After Russia invaded and took over Crimea in 2014, the people there didn’t benefit. Life got worse in Donetsk and Luhansk, and residents fled. Those who favored Russia and could afford it moved elsewhere in Russia. Many of those who didn’t like the Russian occupation escaped into Ukraine. Their tales of woe have driven home the message that living under Russia occupation is difficult. According to the Wall Street Journal:

“Residents are keenly aware of what has happened in Donetsk and Luhansk since that region fell under Russian sway in 2014. The economy there has shriveled. Businesses, homes and cars were expropriated by Russian-installed militias. People suspected of pro-Kyiv sympathies were shot or imprisoned.”

When Russia invaded in 2014, some 30 percent of Ukraine was pro-Russian. Estimates today say that only 5 percent are Russian sympathizers. The vast majority of Ukrainians want to be ruled by their elected government, not by Russia, and they will fight to protect their homes and their families.

If Russia had turned Donetsk and Luhansk into a true workers’ paradise where the people prospered, that might be a different story. Looks to me like Putin missed his chance. If Russia invades Ukraine, Putin’s forces are likely to get mired in another unconventional war like they saw in Afghanistan. This time, the opposition is better educated, equipped and organized than the Taliban was.

Russia reportedly has 130,000 troops on the border. Ukraine has a population of 44 million. If only 5 percent fight, that’s 2.2 million people. That’s more than enough to turn the tide.

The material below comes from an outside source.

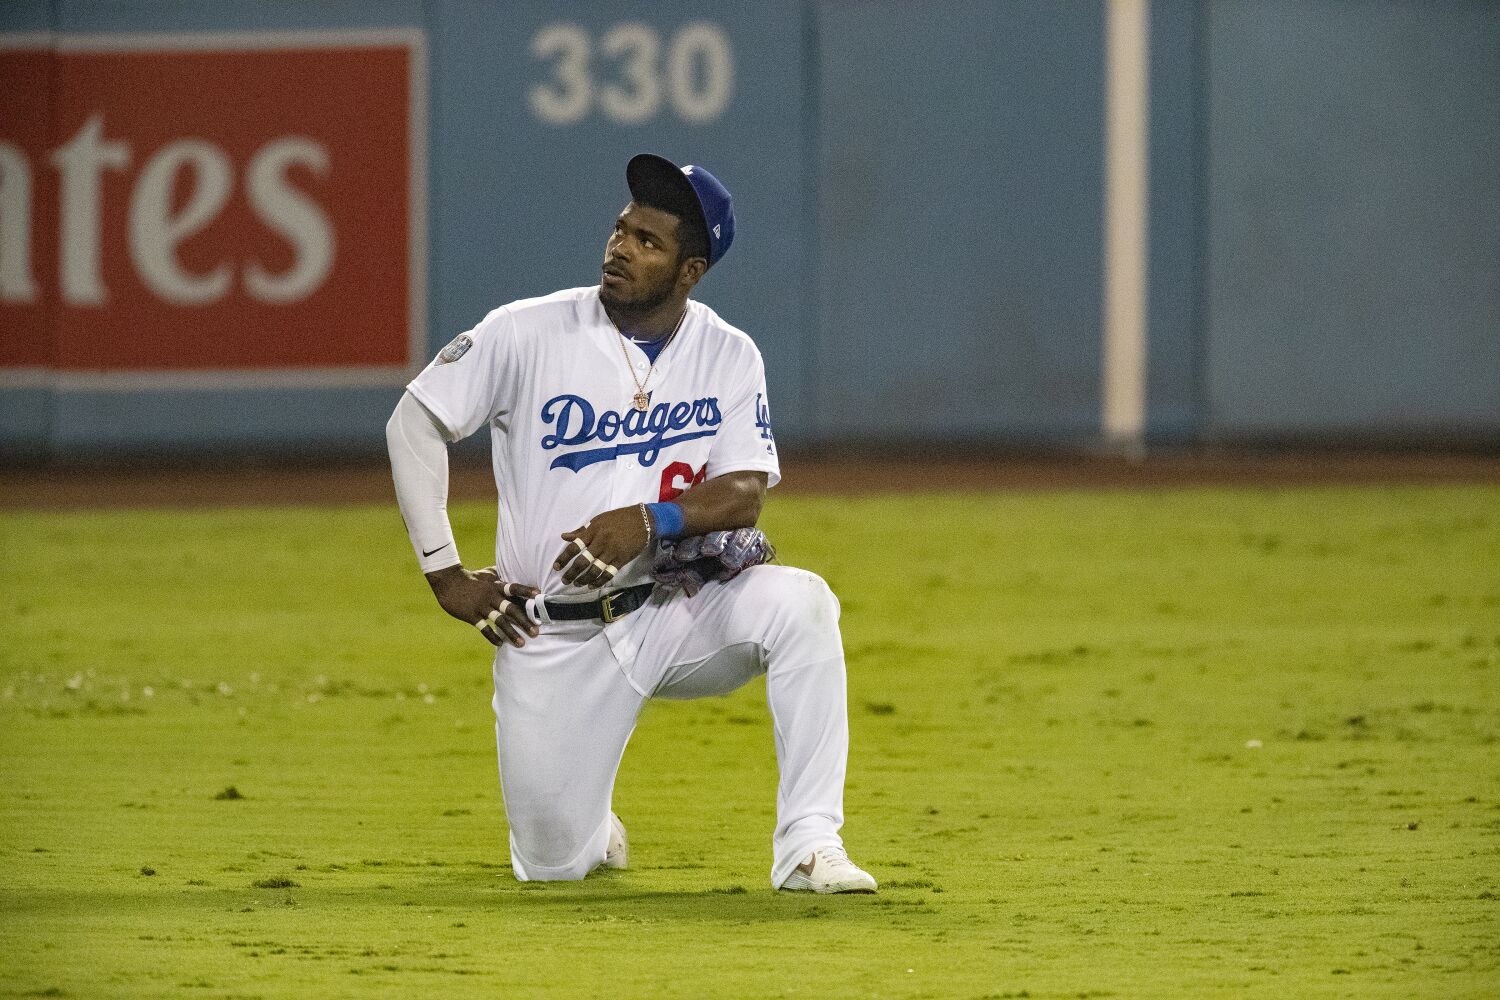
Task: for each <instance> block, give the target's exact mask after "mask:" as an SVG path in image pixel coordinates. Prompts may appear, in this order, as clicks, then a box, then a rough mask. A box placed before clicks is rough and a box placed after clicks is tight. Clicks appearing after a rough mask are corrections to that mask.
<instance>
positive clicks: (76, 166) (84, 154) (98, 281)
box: [52, 114, 130, 306]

The Power of an Armed Citizenry

This is why private guns in a citizen’s hands are so powerful. Switzerland has not been invaded during the modern era because it gives its able-bodied young men military training, requires them to serve in something like our army reserve, and issues them guns. An armed citizenry is also what helped the United States win the Revolutionary War and obtain its independence from England. Our gun culture has supposedly given our enemies second thoughts about invading the U.S. Who knows how many would-be home-grown despots and tyrants have been discouraged by our armed population?

It’s almost your civic duty to own a gun and know how to use it. It’s definitely a good idea if you are a prepper.